We really don’t want our coverage of the civil lawsuit filed against Steelers quarterback Ben Roethlisberger to become an exercise in the bashing of ESPN. We’ve got some friends who work there (maybe not as many after today), and we don’t generally believe that the network is evil or corrupt or otherwise nasty.

However, we do believe that the network is way too large for its own good, and that unless and until a true competitor emerges, it’s up to everyone else to point out those occasions when the emperor is riding both bareback and bareassed.

The handling of the Roethlisberger case makes us wonder whether there’s a complete firewall between the business functions of ESPN and its journalistic activities. We say this because we’re convinced that the Roethlisberger story initially was ignored due to concerns that ESPN would be jeopardizing its access to the two-time Super Bowl-winning quarterback, who also happens to play for the team with the most loyal and rabid fan base in America.

Though the “do not report” memo did not cite a reason for the directive to avoid the story, word initially began to emerge throughout the day (starting first at Jemele Hill’s Twitter page) that ESPN has a policy to not report civil complaints not accompanied by criminal proceedings.

Of course, if there truly were such a policy and if it were applied on an across-the-board basis, then there would have been no need for a “do not report” memo. And any such memo surely would have reminded the recipients of the policy regarding civil complaints without criminal proceedings, right?

We challenged our Twitter followers to submit links to situations in which ESPN reported on civil cases in the absence of criminal proceedings, but we can now pull the plug on that effort. There are, indeed, plenty of situations in which ESPN covered cases involving civil allegations but no criminal charges. And our private discussions with some of the folks at ESPN reveal that the rule isn’t nearly as black-and-white as Jemele’s tweets suggest.

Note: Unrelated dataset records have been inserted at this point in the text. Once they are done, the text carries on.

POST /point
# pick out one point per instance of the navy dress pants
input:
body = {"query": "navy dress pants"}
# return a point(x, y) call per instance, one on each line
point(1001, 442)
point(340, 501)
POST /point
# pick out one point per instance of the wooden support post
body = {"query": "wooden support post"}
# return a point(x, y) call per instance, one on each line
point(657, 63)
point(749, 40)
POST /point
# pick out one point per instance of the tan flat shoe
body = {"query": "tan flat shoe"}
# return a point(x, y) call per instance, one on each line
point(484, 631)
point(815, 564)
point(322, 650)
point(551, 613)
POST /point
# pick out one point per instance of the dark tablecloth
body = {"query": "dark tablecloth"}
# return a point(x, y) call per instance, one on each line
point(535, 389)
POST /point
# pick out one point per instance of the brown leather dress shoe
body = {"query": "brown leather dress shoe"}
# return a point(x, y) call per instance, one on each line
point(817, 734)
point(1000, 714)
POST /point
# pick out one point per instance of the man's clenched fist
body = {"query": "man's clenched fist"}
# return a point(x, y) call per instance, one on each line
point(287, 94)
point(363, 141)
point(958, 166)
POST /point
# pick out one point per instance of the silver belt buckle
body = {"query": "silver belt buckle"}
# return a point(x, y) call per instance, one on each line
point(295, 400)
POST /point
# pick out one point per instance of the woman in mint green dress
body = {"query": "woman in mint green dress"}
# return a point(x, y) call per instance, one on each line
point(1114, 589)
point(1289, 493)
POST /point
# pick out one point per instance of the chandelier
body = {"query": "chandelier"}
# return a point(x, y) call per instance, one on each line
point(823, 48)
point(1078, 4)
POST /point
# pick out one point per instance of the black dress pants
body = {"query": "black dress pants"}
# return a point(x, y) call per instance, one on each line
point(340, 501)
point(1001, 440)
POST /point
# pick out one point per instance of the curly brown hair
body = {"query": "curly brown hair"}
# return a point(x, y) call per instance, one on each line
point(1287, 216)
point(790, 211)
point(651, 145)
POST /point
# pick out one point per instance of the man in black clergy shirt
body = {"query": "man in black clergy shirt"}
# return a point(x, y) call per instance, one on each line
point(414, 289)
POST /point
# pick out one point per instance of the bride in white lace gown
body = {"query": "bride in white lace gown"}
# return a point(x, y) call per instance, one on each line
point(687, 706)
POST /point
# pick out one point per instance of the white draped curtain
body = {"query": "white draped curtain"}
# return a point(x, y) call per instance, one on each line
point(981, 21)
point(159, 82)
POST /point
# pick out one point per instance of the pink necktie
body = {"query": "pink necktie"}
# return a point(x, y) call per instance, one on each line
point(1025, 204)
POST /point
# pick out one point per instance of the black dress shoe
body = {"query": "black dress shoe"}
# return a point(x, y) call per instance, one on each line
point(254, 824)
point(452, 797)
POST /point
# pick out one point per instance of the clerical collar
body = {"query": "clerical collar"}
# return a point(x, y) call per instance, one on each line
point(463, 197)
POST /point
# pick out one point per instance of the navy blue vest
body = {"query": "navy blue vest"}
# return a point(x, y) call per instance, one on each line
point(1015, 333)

Instead, the rule is far more vague and malleable, with a variety of factors to be considered that, in the end, allow ESPN to do whatever it wants to do whenever it wants to do it.

Regardless of how ESPN came to its conclusion, it clearly swung the bat and missed on this one. Everyone else has reported the Roethlisberger story. Everyone.

And Dave Goldberg, the venerable NFL reporter at the Associated Press, had this to say on his Twitter page: “Can u ignore an obvious story and call yourself the ‘worldwide leader?’ Arrogance has its own method, I guess.”

Still, ESPN has its defenders. So far, however, they exclusively arise from within the ESPN machine.

For example, Dan LeBatard of 790 The Ticket in Miami, a frequent contributor to ESPN, took up for the network today.

God bless ‘em,” LeBatard said of ESPN’s position.

"[I]t’s only being reported in the blogosphere, irresponsibly, unfairly,” LeBatard added. ". . . . It’s not being reported in credible places.”

But that’s not correct. Everyone but ESPN has picked this up. Every Pittsburgh media outlet, every newspaper, every major web site, along with the Associated Press.

If the Associated Press sees fit to report the fact of the existence of the lawsuit, then it’s being reported in “credible places.”

The only credible place in which it isn’t being reported is on ESPN. And that’s causing some in the media to wonder just how credible ESPN really is.

UPDATE: Technically, ESPN is now acknowledging the report, albeit unwittingly. As of this posting, the “Top Stories From ABC News” box on’s various pages includes the headline, “Woman: Super Bowl QB Raped Me.”